Shortly after announcing his mayoral campaign, Pratt began promoting his personal memoir, "The Guy You Loved to Hate: Confessions from a Reality TV Villain," released Jan. 27. Like Trump, he has borrowed from popular culture to bolster his campaign. He is reportedly filming a show that follows him behind the scenes of the race against Bass.
A late April ad titled "THEY NOT LIKE US," a reference to Compton rapper Kendrick Lamar's Grammy-winning song aimed at genre rival Drake, took issue with Bass and Nithya Raman's homes.
In the ad, Pratt purports to live in an Airstream trailer, but told TMZ, "I have never told anyone I lived there" after the outlet reported he lived in the opulent Hotel Bel-Air.

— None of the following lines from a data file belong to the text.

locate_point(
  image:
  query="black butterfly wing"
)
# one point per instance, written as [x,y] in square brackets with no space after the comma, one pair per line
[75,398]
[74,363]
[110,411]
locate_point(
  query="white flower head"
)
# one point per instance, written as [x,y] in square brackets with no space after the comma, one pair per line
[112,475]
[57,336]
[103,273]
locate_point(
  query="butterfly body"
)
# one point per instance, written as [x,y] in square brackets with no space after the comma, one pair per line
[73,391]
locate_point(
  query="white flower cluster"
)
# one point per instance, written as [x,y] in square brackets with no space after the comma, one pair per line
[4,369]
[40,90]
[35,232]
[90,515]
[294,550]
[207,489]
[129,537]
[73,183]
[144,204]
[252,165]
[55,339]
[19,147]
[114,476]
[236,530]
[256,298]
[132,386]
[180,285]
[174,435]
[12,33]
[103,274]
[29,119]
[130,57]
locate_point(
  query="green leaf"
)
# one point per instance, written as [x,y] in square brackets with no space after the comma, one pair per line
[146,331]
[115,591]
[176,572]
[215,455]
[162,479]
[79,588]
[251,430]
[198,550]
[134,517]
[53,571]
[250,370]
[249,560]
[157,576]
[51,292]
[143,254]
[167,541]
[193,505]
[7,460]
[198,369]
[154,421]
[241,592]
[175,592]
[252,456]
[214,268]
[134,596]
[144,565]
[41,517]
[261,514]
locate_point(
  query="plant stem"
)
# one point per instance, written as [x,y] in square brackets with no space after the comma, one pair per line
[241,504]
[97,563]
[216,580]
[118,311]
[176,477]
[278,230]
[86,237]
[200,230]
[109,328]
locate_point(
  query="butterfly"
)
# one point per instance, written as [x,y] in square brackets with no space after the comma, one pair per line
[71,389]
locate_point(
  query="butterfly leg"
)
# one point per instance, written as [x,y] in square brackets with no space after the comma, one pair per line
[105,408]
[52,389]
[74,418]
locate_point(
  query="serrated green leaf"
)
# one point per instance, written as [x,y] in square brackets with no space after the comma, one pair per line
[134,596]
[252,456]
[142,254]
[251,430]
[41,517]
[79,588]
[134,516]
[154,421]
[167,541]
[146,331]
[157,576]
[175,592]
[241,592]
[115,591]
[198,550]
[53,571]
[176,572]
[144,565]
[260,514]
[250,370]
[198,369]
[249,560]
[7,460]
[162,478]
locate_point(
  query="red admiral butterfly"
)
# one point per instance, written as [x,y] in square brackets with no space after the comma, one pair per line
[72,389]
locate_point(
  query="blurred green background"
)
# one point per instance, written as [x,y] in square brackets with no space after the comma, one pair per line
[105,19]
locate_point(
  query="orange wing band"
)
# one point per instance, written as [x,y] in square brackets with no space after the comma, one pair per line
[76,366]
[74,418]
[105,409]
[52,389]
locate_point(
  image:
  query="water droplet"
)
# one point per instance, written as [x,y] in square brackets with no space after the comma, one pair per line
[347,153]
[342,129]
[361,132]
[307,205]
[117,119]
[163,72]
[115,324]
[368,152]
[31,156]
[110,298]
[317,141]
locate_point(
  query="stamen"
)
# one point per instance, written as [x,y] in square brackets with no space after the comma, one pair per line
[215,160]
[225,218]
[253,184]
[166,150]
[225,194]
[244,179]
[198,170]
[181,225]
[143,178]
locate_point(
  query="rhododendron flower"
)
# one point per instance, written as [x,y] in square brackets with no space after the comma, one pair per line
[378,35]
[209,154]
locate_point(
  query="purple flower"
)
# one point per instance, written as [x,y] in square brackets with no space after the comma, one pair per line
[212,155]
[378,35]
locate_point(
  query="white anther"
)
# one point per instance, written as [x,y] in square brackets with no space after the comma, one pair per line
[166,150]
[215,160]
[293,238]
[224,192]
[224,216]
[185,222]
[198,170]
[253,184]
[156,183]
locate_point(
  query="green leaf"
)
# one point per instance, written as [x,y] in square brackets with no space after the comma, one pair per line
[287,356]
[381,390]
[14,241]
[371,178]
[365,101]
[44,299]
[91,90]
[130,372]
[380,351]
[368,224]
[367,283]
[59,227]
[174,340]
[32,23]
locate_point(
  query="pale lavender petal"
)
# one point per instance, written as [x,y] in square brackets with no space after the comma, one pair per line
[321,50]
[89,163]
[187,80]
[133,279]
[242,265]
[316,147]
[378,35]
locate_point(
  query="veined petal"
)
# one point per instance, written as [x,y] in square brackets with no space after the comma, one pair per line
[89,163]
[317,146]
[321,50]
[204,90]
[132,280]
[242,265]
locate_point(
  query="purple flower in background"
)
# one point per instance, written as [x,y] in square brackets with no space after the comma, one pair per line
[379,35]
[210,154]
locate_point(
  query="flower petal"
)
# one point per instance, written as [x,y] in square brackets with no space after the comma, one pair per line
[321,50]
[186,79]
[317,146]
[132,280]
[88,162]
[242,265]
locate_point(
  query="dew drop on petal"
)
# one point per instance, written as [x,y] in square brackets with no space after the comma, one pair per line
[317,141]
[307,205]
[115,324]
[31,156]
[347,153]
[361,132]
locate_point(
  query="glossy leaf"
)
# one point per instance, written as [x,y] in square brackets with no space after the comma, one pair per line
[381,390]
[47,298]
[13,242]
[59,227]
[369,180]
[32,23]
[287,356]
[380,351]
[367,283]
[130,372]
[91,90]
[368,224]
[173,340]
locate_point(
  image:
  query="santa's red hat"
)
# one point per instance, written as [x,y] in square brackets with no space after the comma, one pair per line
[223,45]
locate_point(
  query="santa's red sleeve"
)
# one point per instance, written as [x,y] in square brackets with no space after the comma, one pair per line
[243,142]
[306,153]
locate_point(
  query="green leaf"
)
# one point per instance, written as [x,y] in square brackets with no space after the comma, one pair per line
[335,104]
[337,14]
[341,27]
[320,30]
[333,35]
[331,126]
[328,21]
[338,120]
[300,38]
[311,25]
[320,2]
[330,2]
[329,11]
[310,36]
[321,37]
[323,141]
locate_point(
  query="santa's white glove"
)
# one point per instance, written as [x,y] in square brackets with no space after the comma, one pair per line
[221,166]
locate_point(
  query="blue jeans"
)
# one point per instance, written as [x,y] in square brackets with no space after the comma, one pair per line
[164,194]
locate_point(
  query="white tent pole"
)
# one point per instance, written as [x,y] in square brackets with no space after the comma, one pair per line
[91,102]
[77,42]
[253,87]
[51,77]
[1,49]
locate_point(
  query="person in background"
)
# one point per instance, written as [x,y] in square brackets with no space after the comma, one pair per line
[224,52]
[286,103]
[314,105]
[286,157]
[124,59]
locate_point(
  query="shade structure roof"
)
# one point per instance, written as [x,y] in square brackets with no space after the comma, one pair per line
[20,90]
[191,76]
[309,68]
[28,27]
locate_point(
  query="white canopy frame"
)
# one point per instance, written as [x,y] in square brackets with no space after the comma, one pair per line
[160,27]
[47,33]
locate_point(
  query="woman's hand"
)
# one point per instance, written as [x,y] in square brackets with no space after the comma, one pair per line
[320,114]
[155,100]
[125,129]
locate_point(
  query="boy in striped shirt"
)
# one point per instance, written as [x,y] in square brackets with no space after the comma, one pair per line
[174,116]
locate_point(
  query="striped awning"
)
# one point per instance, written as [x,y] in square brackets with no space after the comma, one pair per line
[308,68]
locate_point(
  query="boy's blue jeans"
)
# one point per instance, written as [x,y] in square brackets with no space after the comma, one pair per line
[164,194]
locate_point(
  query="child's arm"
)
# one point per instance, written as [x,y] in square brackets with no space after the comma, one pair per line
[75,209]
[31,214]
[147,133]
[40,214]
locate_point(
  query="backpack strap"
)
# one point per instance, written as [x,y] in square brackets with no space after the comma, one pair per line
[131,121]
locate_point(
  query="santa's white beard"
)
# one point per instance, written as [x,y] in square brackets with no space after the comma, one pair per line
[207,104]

Pratt delighted Republicans during a raucous mayoral debate in early May (He referred to Bass as an "incredible liar").
While appearing on Fox News' "Gutfeld" last month, he said he hated the incumbent mayor. "These people let my house and my mom's house burn down," Pratt said.
On the night of the primary election, holding hands with Montag, the mayoral candidate posed in glossy paparazzi-style photos. "LA is coming back," he captioned the photo.